Personal information
- Full name: Peter Noel Barrington Sabine
- Born: 21 September 1941 (age 84) Cookham Dean, Berkshire, England
- Batting: Right-handed
- Bowling: Right-arm leg-spin

Domestic team information
- 1962–1963: Oxford University

Career statistics
| Competition | First-class |
| Matches | 12 |
| Runs scored | 420 |
| Batting average | 21.00 |
| 100s/50s | 0/3 |
| Top score | 56 |
| Balls bowled | 1236 |
| Wickets | 15 |
| Bowling average | 36.86 |
| 5 wickets in innings | 0 |
| 10 wickets in match | 0 |
| Best bowling | 4/51 |
| Catches/stumpings | 10/– |
- Source: Cricinfo, 28 August 2017

= Peter Sabine =

English cricketer

Peter Noel Barrington Sabine (born 21 September 1941) is a former cricketer who played first-class cricket for Oxford University in 1962 and 1963.

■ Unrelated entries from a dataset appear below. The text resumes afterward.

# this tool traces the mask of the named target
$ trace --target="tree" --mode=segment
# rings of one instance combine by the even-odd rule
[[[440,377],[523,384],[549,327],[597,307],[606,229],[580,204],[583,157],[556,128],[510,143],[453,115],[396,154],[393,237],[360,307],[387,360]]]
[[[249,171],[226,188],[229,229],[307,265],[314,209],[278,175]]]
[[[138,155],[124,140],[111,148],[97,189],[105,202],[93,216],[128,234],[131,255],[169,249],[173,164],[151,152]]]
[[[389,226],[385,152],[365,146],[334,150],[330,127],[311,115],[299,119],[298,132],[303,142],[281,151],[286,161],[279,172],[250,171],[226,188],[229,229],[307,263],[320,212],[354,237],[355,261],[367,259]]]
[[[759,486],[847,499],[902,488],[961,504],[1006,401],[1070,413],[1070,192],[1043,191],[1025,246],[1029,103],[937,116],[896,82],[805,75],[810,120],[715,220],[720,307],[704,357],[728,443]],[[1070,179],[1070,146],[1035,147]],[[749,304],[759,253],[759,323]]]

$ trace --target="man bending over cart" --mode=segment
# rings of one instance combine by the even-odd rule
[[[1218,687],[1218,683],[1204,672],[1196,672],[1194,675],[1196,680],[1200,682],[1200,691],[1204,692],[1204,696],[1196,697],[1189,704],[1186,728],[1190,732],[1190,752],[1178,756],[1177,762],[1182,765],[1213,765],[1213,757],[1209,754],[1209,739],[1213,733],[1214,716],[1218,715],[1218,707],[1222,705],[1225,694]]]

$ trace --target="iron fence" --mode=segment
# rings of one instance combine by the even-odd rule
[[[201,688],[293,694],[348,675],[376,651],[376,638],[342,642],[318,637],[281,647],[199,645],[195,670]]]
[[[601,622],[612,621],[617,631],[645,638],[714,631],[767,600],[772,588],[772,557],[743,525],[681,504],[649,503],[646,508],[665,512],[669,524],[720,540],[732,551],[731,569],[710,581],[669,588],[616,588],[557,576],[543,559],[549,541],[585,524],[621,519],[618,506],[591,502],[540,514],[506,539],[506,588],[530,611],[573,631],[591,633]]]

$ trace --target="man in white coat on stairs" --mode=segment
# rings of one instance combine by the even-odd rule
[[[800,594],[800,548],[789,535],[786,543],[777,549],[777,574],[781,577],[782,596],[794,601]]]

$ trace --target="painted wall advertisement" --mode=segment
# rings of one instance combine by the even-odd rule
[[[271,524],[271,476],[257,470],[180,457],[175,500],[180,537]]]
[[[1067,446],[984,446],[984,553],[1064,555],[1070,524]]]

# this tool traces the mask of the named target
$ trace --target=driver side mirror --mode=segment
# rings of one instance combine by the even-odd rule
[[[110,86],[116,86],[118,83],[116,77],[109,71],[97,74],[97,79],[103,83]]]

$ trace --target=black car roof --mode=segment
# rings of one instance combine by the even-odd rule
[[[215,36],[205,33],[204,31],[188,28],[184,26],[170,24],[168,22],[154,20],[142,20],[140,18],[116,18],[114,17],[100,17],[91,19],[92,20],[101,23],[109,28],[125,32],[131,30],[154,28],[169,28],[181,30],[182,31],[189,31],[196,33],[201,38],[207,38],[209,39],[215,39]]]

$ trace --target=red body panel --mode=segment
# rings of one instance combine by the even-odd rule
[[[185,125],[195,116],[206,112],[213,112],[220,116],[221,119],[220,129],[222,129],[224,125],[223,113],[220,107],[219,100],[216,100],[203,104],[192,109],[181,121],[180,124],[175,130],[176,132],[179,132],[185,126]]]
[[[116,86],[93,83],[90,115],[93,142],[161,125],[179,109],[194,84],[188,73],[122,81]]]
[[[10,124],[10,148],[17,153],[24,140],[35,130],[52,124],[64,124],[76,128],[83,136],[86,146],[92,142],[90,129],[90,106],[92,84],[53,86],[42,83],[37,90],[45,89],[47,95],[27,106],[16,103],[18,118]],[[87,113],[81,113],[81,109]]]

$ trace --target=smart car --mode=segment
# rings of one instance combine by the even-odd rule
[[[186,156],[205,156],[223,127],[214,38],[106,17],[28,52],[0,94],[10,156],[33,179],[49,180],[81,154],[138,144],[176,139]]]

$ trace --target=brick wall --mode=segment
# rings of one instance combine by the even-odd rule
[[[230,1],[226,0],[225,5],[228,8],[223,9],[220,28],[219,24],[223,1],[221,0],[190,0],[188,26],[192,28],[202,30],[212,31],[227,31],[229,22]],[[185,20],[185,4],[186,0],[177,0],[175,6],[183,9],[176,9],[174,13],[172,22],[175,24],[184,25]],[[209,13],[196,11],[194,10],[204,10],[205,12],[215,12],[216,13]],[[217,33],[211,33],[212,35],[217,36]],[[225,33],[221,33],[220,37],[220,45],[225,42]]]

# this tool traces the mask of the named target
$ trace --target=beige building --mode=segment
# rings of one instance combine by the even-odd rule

Born in Cookham Dean, Berkshire, Peter Sabine attended Marlborough College, where he captained the First XI and played at Lord's for Southern Schools and Combined Schools in 1960. Writing in Wisden, E. M. Wellings described him as a commendable stroke-maker who played "positive, aggressive cricket". He went up to Hertford College, Oxford, and played two matches for Oxford University in 1962 and 10 in 1963, when he was awarded his blue.

His highest score in first-class cricket was 56 against Surrey in 1963. His best bowling return with his leg-spin was 4 for 51 against Marylebone Cricket Club (MCC), also in 1963. Earlier in the season he had helped Oxford achieve their first first-class victory for two years when he made 50 not out and 42 and took 3 for 18 in the second innings against Nottinghamshire.